Written by coosh (868 comments posted) 6th January 2007
Thank you, Fledermaus. To be honest, I don't see how you sit on the fence with this stuff - either you accept it or you don't - you don't say "Well, I'll have it, but I'm a bit reluctant, given my views" - Thanks for posting.
HNY Mate
Written by givitsum (651 comments posted) 8th January 2007
Hi buddy, this is the second belated Christmas Cracker I've read today. First day back at work so pretending to be a bit jet lagged to avoid site. 
 
Good stuff, as ever coosh, I'll try and join in the fun before the weekend. 
 
Cheers 
 
Givitsum

Written by coosh (868 comments posted) 8th January 2007
Cheers Givitsum. Nice to see some people are only just back to work arfway through January. Will look out for your next offering, as always. HNY t'thee as well.

Written by woody44 (775 comments posted) 8th January 2007
Hi David. Sorry I got to this one a little late, just finished building(!) a new PC and am feeling my way around it. Loved this piece, plenty of groaning puns which I like. Very clever as always. 
 
Happy writing in 2007 
Woody

Written by coosh (868 comments posted) 8th January 2007
Thanks Woody - yes, "groaning" is certainly the word. I'm impressed, given that I haven't the first clue how to put a PC together - Apparently, if it starts acting up, then try switching it on and off a few times - do you provide your own support line?

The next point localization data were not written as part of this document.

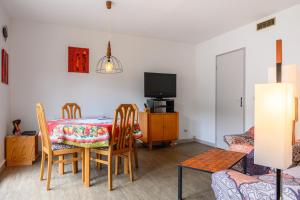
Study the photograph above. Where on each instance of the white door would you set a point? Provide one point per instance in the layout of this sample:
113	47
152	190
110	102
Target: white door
229	95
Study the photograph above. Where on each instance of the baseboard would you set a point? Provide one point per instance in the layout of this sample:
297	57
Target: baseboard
182	141
2	166
205	142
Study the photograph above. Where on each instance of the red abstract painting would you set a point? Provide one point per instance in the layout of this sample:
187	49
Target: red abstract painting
78	60
4	67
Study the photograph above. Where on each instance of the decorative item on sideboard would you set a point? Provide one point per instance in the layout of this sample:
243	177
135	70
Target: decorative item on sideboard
17	127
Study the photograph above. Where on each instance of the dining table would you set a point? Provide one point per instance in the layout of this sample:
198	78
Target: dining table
86	133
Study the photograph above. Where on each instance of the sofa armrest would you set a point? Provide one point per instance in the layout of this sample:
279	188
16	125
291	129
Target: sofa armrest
239	139
230	184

Written by Talisker (1326 comments posted) 15th January 2007
This is you at your best David, a gag a line - super, super stuff! Have a go at the honours debacle and throw in a horse-shit load of priceless puns and one-liners - BRILLIANT! 
 
P.S. The only obvious one you missed was the old: 
 
MASSIVECHEWSETS hehehehe 
 
All the best 
 
Oli :grin

Written by coosh (868 comments posted) 16th January 2007
"Best" in the sense of "worst", I think....  
Of course, staring me in the face all along... 
 
You see Frankie Boyle the other night? As each Bee Gee dies, the big scary one that looks like a demonic Jesus, becomes more and more powerful.... and the Queen is now so old, her pussy has become haunted!
Hi Coosh
Written by jean.day (2283 comments posted) 29th January 2007
How did I miss this before? It is very funny. And the added treat is all the comments. It must be one of the most reviewed pieces in recent history.
Lies, damned lies and....
Written by coosh (868 comments posted) 29th January 2007
... ignore statistics. The hit and review counts often fail to reflect the actual number of different individual readers and reviewers!!! Many thanks for the feedback, Jean.